Fakat resimlerin çoğunluğunun insansız manzaralardan oluşması, geri kalan köy yaşantılarının ise gerçeklikten uzak, idealize edilmiş köylü figürleri olması düşündürücüdür. Örneğin bu süreçte üretilen resimlerden biri olan Şeref Akdik’in epik anlatımlı Köylü Kızı tablosu veya Eşref Üren’in yüzleri birbirine benzeyen kadınların uyum içinde tarlada çalıştığı Bulgur Yıkayan Kadınlar tablosu, yoksulluğun yer almadığı bir ortamda, “mutlu, neşeli, romantik” köylü imajlarının örnekleridir.[12]
Gittiği şehirdeki (Dersim) yoksulluğu açıkça resmeden tek ressam olan Hulusi Mercan ise soruşturma geçirmiştir.[13] Oysa Cemal Bingöl’ün Bingöl izlenimleri gayet açıktı: “Bir toplantıda yerlilerin münevver sayılanları da vardı. Fransızların Suriye’deki idarelerinden bahsediliyordu. Münevver yerlilerden birisi şunları söyledi: ‘Siz bizi daha iyi idare ediyorsunuz azizim.’ Bu sözleriyle kendilerinin bizim tarafımızdan idare edilen bir memleket halkı olduğunu kabul ediyorlardı.. Burada kaldığım müddetçe şuna inandım ki inkılâp bir kültüre dayanmadıktan sonra ne anlaşılabilir ne de sevilebilir.
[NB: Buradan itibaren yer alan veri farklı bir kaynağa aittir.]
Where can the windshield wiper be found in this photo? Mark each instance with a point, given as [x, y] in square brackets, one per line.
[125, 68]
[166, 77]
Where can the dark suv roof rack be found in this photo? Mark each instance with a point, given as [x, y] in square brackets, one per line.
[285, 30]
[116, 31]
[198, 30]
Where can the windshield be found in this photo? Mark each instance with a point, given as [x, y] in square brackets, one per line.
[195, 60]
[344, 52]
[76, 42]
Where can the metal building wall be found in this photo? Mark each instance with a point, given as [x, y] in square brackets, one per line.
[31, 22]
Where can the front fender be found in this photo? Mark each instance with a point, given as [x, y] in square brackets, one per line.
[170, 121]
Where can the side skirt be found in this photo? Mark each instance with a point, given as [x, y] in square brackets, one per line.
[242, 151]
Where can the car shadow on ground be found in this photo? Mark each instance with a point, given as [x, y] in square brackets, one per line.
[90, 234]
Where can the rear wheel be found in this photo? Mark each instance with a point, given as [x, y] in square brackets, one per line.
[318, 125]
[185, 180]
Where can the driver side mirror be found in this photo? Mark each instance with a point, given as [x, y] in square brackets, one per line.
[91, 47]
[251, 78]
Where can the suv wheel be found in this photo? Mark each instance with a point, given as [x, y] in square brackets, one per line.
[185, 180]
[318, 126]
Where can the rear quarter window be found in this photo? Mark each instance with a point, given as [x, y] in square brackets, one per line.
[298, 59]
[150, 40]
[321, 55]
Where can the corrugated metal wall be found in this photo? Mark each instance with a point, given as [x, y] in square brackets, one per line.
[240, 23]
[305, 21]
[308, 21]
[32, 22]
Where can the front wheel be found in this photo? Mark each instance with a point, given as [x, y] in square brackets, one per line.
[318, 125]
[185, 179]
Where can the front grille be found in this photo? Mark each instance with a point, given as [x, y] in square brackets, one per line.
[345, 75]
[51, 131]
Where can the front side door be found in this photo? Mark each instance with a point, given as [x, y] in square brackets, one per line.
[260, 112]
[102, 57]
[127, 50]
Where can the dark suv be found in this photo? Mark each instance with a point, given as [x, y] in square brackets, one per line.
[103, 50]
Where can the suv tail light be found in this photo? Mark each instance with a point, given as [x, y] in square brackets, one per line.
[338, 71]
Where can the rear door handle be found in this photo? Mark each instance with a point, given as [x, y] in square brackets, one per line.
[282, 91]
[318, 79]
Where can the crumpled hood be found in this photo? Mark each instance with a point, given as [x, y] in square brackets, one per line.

Halkta kuru bir korkunun verdiği sinmeyi ilk nazarda görürüz”.
Devlet destekli sanatta kaçınılmaz olan sansür çoğu ressamın o günler için sıradan olan ideolojileriyle birleştiği için, bu resimlerde gerçeklerin hissettirilmesi yerine idealize figürlerin yer almasına şaşırmamak gerekir; Anadolu’da elbette topraklar bereketli, halk ise her zaman sağlıklı ve mutludur.
[2] Nilüfer Öndin, Cumhuriyet’in Kültür Politikası ve Sanat: 1923-1950, (İstanbul: İnsancıl Yayınları,2003), s. 108.
[3] İlhan Tekeli-Gencay Şaylan, “Türkiye’de Halkçılık İdeolojisinin Evrimi”, Toplum ve Bilim, s. 6-7, Yaz-Güz (1978), s. 83.
[4] Age, 8.
[5] Anonim, “CHP Genel Sekreterliğinin Sanatkârlarımızı Himaye İçin Çok güzel Bir Teşebbüsü 10 Ressamımız Yurt İçine Gönderiliyor”, Ulus gazetesi, 29.06.1941.
[6] Nilüfer Öndin, s.111.
[7] Deniz Artun, Paris’ten Modernlik Tercümeleri, (İstanbul: İletişim yayınları, 2007), s.268
[8] Arzu Öztürkmen, Türkiye’de Folklor ve Milliyetçilik, (İstanbul: İletişim Yayınları, 1998): s.82.
[9] Murat Ural, Avni Arbaş, (İstanbul: Milli Reasürans Sanat Galerisi Yayını, 1998), Aktaran: Turan Erol, Yurt Gezileri ve Yurt Resimleri 1938-1940, (İstanbul: Milli Reasürans Sanat Galerisi Yayını, 1998s. 21-23).
[10] Turan Erol, Age, s. 101.
[11] Kaya Özsezgin, Çağdaş Türk Resim Sanatı Tarihi, c.3, (İstanbul: Tiglat Yayınları, 1982), s. 20
[12] Cemren Altan-Bensmaine, “Türk Resminde Köylü Teması”, Sanat Dünyamız, s. 93, Güz (2004), s.88
[13] Bu soruşturmadan bahseden kişi Ferruh Başağa’dır. Ahmet Oktay, Toplumcu Gerçekçiliğin Kaynakları / Sosyalist Realizm Üstüne Eleştirel Bir Çalışma (İstanbul: İthaki Yayınları, 2008), s.480.